Drilling home the facts of the Holocaust is one way Luke tries to encourage students to understand the destructive impact of intolerance, racism and hate.
But Luke said it can be an uphill battle to reach some teenagers–many of whom have never even heard of the Second World War massacre until a teacher brings it up in class.
Combined with an apparent ease with derogatory racial slurs, Luke worries some youth aren’t even interested in learning why certain behaviour is hurtful.
“A student said to me today, ‘I censor myself when I’m in your class,'” said Luke, who runs the annual Remembrance Day assemblies at Glenforest Secondary School in Mississauga, Ont.
“They know in my classroom they have to behave a particular way.
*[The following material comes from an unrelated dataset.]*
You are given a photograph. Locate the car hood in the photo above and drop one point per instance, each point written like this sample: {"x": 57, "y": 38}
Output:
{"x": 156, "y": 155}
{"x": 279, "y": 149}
I’m not sure if that might happen in my colleague’s classrooms, I’m not sure that’s happening in the hallways.”
At the very least, a disturbing resurgence in anti-Semitic incidents around the world suggests little has been learned from Second World War crimes.
Reports of attacks and plots targeting U.S and Canadian synagogues continue to spark fear, while Nazi paraphernalia has found fascination among some youth, including late B.C. teen murder suspect Bryer Schmegelsky who allegedly sent photographs of a swastika armband and a Hitler Youth knife to an online friend.
Schools in particular have provided a backdrop for some shocking offences.
Last week, a principal and teacher in Utah were suspended after a student dressed as Hitler for a Halloween parade.
Meanwhile, recent surveys back up Luke’s frustrations: One in five millennials hadn’t heard or weren’t sure if they had heard of the Holocaust, according to a poll released earlier this year by the Holocaust education group the Azrieli Foundation and the non-profit group the Claims Conference, which secures material compensation for Holocaust survivors around the world.
The survey of 1,110 Canadian adults found 62 percent of millennials didn’t know that six million Jews were killed in the Holocaust.
A similar survey by the Claims Conference in the United States found 41 percent of millennials believed two million or fewer Jews were killed during the Holocaust.
Carson Phillips, managing director of Toronto’s Sarah and Chaim Neuberger Holocaust Education Centre, said the good news is that teachers seem to recognize a connection between intolerance and gaps in knowledge.
“Any time we hear of these horrendous attacks our requests for education programming certainly increases,” said Phillips.
“This need for education is probably never going to go away.”